Yesterday was my birthday. I turned 37. All of a sudden, I don’t feel like I’m a young guy anymore (for all of you who are older than me and are thinking of telling me to shut up and get over it, please give me some space and let me go with it for awhile—it is my blog after all). When I turned 30, it was cool. I felt like I would be taken seriously. When I turned 34, I started feeling like I was turning a corner. 35 was weird—some sort of benchmark—like half my life was gone. 37 feels like 40. I know it’s not, but let’s face it, 40’s closer than 30.

I remember Randy Stonehill had a song called, “Turning 30” a few years ago. Of course, when I was a young punk, 30 seemed miles away. He talked about all the cool things he had going for him and how he had found peace. He talked about treasuring the years. He talked about the lessons he learned and how he was “not too old to rock and roll.” I always hoped I would write some song like that some day.

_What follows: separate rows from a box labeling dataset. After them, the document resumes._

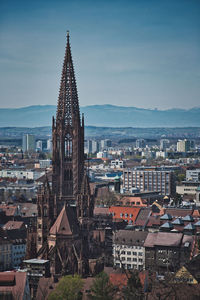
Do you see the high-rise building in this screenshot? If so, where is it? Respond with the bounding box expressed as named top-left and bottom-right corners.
top-left (123, 168), bottom-right (175, 195)
top-left (177, 139), bottom-right (190, 152)
top-left (92, 140), bottom-right (99, 153)
top-left (47, 139), bottom-right (52, 152)
top-left (135, 139), bottom-right (145, 148)
top-left (22, 134), bottom-right (35, 152)
top-left (37, 34), bottom-right (93, 277)
top-left (101, 139), bottom-right (112, 151)
top-left (160, 139), bottom-right (169, 151)
top-left (85, 140), bottom-right (92, 154)
top-left (36, 140), bottom-right (43, 151)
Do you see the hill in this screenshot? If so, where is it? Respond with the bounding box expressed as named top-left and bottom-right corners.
top-left (0, 105), bottom-right (200, 128)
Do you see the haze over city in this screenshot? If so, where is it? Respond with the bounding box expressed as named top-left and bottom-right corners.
top-left (0, 0), bottom-right (200, 109)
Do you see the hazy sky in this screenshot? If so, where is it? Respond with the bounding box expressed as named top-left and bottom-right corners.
top-left (0, 0), bottom-right (200, 109)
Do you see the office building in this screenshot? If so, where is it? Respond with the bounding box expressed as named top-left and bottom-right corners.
top-left (177, 139), bottom-right (190, 152)
top-left (22, 134), bottom-right (36, 152)
top-left (123, 168), bottom-right (175, 195)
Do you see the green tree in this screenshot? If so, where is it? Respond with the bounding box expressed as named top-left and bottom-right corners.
top-left (123, 271), bottom-right (144, 300)
top-left (89, 272), bottom-right (116, 300)
top-left (48, 275), bottom-right (83, 300)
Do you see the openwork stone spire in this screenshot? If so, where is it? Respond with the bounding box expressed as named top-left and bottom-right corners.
top-left (56, 31), bottom-right (80, 126)
top-left (52, 33), bottom-right (84, 214)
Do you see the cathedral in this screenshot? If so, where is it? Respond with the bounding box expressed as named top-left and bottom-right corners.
top-left (37, 33), bottom-right (100, 277)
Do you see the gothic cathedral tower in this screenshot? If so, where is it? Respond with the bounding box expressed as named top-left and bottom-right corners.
top-left (37, 33), bottom-right (94, 275)
top-left (52, 33), bottom-right (84, 217)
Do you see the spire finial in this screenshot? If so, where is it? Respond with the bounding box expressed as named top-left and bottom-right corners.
top-left (67, 30), bottom-right (69, 42)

I don’t have a song at this point. Besides, a song called “Turning 37” doesn’t have the same flare. But, here is my big lesson I have learned this year. Ready?

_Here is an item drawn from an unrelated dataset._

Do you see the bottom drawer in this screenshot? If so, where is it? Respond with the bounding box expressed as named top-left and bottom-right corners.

Happiness fades and is ever-illusive. Happiness is like a drug—it is hard to recapture the pleasure we had in a “moment” once upon a time and it usually takes something bigger and better to fill the same emptiness or give the same level of satisfaction. Happiness is a short-term thing. Happiness is dependent on what is happening around me. God does not set happiness as the mark for me. Happiness “happens” to me. Happiness is often congruent with entertainment. Situation good=happy. Situation bad=not happy. God doesn’t command me to be happy. Happiness is not the same as joy. Happiness does not make a lasting impact on me. God doesn’t exist to make me happy. I can make myself happy pretty easily. It’s easy to sing for happiness—it’s harder to sing for joy.

Joy is a choice. I can keep my joy even when someone tries to steal it. Joy is harder work than happiness. Joy is not situation-dependent. Joy comes by seeking God. Joy requires that I be satisfied and content with God’s sovereignty. Joy doesn’t need a physical stimulus. God wants me to have joy. God tells me to have joy. Joy changes me. Did I say its hard work?

I also know this, God doesn’t remind me, instruct me, or command me to do things that I do naturally—which should tell me something about joy. Being obedient to God will not always make me happy, but I am convinced I can always find joy in it. I don’t need more things to make me happy—I need a vision of eternity.

I like to be happy. I think I’d rather have joy. I say “I think” I’d rather have it because I am not quite convinced. Happiness feels good and I like to feel good. I like endorphins. But, God knows best. I’ll go with the joy.